4. The apparatus of claim 1, the internal pressure roll further comprising:

a soft surface comprising rubber.

5. The apparatus of claim 2, comprising the internal pressure roll bearing being configured to permit rotation of the mounting plate about a rotational axis of the internal pressure roll.

6. The apparatus of claim 5, whereby a force applied to the fuser belt by the stripping shoe may be adjusted by moving the mounting plate about the internal pressure roll bearing.

7. The apparatus of claim 5, comprising:

a mounting plate ski, the mounting plate ski being configured to limit rotation of the mounting plate about a rotational axis of the internal pressure roll.

8. The apparatus of claim 7, comprising the mounting plate ski being attached to the mounting plate.

9. The apparatus of claim 7, comprising the mounting plate ski being configured for restricting movement of the mounting plate whereby the stripping shoe may be automatically positioned to apply a desired pressure to the roll contact side of the fuser belt.

10. A self-positioning stripping system, comprising:

a mounting plate, the mounting plate configured for supporting a strip shoe;

an internal pressure roll;

an internal pressure roll bearing, the internal pressure roll bearing being connected to the internal pressure roll, the mounting plate being attached to the internal pressure roll bearing whereby the mounting plate is movable about a rotational axis of the internal pressure roll.

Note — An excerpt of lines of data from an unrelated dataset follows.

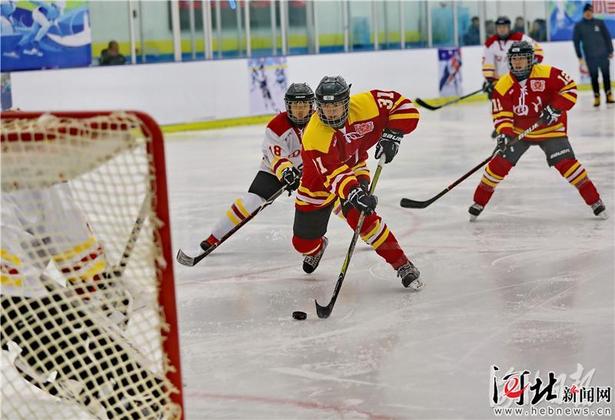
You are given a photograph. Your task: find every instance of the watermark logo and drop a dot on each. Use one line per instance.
(519, 392)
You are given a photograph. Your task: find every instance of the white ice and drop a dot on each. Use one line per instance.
(528, 286)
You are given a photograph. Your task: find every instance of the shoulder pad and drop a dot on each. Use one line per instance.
(504, 84)
(491, 40)
(317, 136)
(280, 124)
(363, 107)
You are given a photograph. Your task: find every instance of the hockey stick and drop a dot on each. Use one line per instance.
(325, 311)
(454, 101)
(413, 204)
(189, 261)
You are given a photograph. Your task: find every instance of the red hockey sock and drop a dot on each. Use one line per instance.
(307, 246)
(496, 170)
(575, 174)
(376, 234)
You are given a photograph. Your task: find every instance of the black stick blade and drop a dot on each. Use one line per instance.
(186, 260)
(323, 311)
(413, 204)
(426, 105)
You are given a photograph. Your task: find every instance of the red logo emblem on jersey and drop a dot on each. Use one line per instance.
(538, 85)
(364, 128)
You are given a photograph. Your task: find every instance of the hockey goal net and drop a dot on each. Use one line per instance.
(89, 325)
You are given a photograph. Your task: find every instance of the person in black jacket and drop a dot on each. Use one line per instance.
(111, 56)
(597, 49)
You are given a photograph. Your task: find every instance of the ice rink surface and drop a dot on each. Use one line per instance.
(529, 286)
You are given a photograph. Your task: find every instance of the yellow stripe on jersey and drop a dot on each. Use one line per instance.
(504, 84)
(343, 185)
(231, 215)
(75, 251)
(501, 126)
(12, 258)
(382, 238)
(8, 281)
(317, 135)
(490, 172)
(408, 116)
(362, 107)
(373, 231)
(503, 114)
(542, 71)
(569, 97)
(572, 169)
(546, 130)
(580, 177)
(335, 173)
(399, 101)
(315, 194)
(241, 208)
(281, 167)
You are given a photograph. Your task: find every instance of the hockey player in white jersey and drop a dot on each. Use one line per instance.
(281, 162)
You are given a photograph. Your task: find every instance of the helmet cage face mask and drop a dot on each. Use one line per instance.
(299, 93)
(299, 122)
(521, 74)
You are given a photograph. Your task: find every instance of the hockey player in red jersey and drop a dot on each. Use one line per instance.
(335, 146)
(495, 62)
(532, 92)
(281, 162)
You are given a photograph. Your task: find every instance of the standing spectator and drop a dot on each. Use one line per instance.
(519, 25)
(597, 49)
(472, 36)
(539, 30)
(111, 56)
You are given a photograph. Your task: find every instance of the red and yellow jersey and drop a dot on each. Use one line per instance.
(281, 146)
(335, 160)
(516, 106)
(495, 54)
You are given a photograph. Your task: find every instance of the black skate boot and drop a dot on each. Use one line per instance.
(310, 262)
(410, 276)
(600, 210)
(475, 210)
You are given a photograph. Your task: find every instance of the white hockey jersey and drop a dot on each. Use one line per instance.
(495, 60)
(281, 146)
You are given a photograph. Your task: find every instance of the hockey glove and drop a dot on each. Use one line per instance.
(362, 201)
(488, 86)
(502, 141)
(550, 115)
(292, 177)
(388, 144)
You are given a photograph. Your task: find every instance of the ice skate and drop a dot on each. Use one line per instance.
(410, 276)
(310, 262)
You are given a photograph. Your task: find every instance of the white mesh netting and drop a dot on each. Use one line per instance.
(84, 334)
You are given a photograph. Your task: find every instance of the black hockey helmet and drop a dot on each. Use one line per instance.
(502, 21)
(299, 92)
(332, 90)
(521, 49)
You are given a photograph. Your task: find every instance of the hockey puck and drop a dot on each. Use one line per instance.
(299, 316)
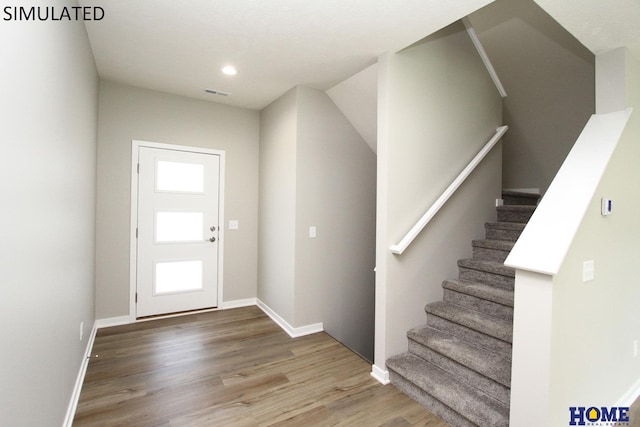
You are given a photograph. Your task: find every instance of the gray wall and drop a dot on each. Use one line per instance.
(48, 119)
(336, 192)
(128, 113)
(549, 77)
(437, 108)
(276, 259)
(316, 170)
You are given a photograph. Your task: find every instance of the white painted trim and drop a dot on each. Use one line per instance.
(135, 144)
(112, 321)
(485, 58)
(562, 209)
(631, 395)
(77, 388)
(239, 303)
(451, 189)
(381, 375)
(292, 331)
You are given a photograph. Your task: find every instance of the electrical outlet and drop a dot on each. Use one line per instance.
(588, 271)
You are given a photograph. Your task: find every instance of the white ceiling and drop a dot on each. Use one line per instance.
(600, 25)
(180, 46)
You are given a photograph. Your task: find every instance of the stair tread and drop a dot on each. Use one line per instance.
(503, 245)
(480, 290)
(488, 325)
(462, 398)
(478, 359)
(503, 225)
(520, 208)
(515, 193)
(488, 266)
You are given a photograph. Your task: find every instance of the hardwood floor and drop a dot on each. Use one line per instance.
(233, 368)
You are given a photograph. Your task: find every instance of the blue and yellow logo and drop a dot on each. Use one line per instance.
(582, 415)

11. The system of claim 10, comprising:

an external pressure roll.

12. The system of claim 11, comprising the internal pressure roll having soft surface, and the external pressure roll having a hard surface.

13. The system of claim 11, comprising the mounting plate being spring biased, the mounting plate being biased toward the external pressure roll when the external pressure roll is engaged with the internal pressure roll to define a fusing nip.

14. The system of claim 13, comprising:

a mounting plate ski, the mounting plate being spring biased toward a first direction;

an external pressure roll bearing, the external pressure bearing being movably attached to the external pressure roll, the mounting plate ski being configured to contact the external pressure roll bearing.

15. The system of claim 14, comprising the mounting plate being biased by a spring that applies a biasing force in the first direction that causes the mounting plate to move toward the external pressure roll, the ski being configured to contact the external pressure roll bearing whereby the external pressure roll bearing applies a force in a second direction that opposes the first direction of the biasing force.

16. The system of claim 15, comprising the mounting plate being movable to and from a first position wherein the ski contacts the external pressure roll bearing, and a second position wherein the ski does not contact the external pressure roll bearing.

17. The system of claim 16, wherein the mounting plate is a first mounting plate, the system comprising:

a second mounting plate, the strip shoe being attached to the second mounting plate, second mounting plate.

18. The system of claim 17, the internal pressure roll bearing being a first internal pressure roll bearing, the system comprising:

a second internal pressure roll bearing, the second mounting plate being attached to the second pressure roll bearing.

19. The system of claim 16, wherein when the ski contacts the external pressure roll bearing, the strip shoe applies a force against fuser belt toward the external pressure roll for form a bend in the fuser belt at a portion of the strip shoe that contacts the fuser belt.